More specifically, Farmer declares that the fall in the stock market in 2008 “caused” the Great Recession. What he seems to mean is that current movements in stock prices can be shown to help predict future movements in unemployment. Unfortunately, there is evidence that the relationship has broken down in recent years. Indeed, Farmer dismisses my concern that his initial model produces poor forecasts by making this very point. Furthermore, it is difficult to distinguish between stock prices as forward-looking, as opposed to forward-causing. Thus, even if the actual association today may be discerned, it is not clear that if, say, the Federal Reserve bought up stocks to keep prices high that such action would actually lead to much reduction in unemployment.
In a new working paper (PDF) UCLA’s Roger Farmer responds to last year’s investigation into his claim that declines in the stock market caused the Great Recession.(PDF) Farmer apparently failed to grasp the nature of the critique.

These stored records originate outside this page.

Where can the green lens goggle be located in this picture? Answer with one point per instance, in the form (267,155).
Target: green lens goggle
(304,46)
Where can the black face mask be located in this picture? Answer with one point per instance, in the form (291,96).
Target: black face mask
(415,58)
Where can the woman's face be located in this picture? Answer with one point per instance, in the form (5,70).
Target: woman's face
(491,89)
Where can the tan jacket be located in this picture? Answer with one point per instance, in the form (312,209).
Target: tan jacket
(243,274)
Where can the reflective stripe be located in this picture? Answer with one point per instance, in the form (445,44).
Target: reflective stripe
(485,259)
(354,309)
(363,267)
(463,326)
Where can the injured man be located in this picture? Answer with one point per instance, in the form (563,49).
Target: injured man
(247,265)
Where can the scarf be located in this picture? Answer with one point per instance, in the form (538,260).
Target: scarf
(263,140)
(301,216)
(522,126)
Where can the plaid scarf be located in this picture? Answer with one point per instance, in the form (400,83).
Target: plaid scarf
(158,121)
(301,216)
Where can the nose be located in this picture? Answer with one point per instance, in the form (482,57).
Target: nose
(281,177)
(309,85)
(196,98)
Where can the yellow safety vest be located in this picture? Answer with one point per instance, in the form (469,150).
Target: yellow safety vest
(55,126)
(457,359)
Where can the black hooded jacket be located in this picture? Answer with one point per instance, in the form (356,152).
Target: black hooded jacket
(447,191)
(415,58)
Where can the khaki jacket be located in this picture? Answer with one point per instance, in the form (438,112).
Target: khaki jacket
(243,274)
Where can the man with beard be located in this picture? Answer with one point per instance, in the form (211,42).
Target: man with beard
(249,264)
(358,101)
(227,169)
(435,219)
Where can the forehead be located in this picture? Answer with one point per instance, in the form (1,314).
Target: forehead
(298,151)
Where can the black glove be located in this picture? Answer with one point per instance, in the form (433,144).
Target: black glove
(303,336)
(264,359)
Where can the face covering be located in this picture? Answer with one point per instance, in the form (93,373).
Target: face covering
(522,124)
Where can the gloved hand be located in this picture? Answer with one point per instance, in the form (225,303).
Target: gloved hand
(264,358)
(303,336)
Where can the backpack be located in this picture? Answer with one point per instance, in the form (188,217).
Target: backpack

In his original paper, Farmer claimed to have found a stable relationship between the movements in S&P 500 and unemployment rates, and that the data “leads me to stress asset market intervention as a potential policy resolution to the problem of high and persistent unemployment.” In other words, the government should deliberately prop up the stock market as a way of boosting the economy. Farmer appealed to the apparent forecasting power of his model to support his policy preference.
In response we countered that his visual evidence of forecasting power was deceptive– playing off the serial correlation in the data to trick the naïve observer. Rather, his model was not in fact powerful, as was demonstrated by the fact that a simpler model that ignored stock prices produced superior forecasts. Our analysis showed that even if Farmer’s model was correct, movements in the stock market fail to explain– let alone cause– the Great Recession. Finally, we pointed out that the intervention necessary to prevent the recession was implausibly large to be considered serious.
Farmer now:
- Asserts as fact certain properties of his data shown to be consistent with, but unsupported by his analysis.
- Argues that the asserted properties require the use of a particular type of model.
- Suggests that despite using the proper kind of model, his model was “seriously mispecified” by failing to account for a structural break.
- Reasserts that despite this structural break the observed relationship is somehow “structurally stable.”
- Abandons the “correct way to model” and employs pre-break data in an effort to support the uncontroversial position that stock market data may help forecast unemployment.
We agree that his model may have failed due to structural breaks. In fact, post-2008 data may be completely different in structure than data prior, and therefore any model based on previous data is liable to produce forecasts only spuriously related to the post-2008 economy. In any case, we believe this undermines both his assertion that stock prices caused the Great Recession and his proposed policy solution.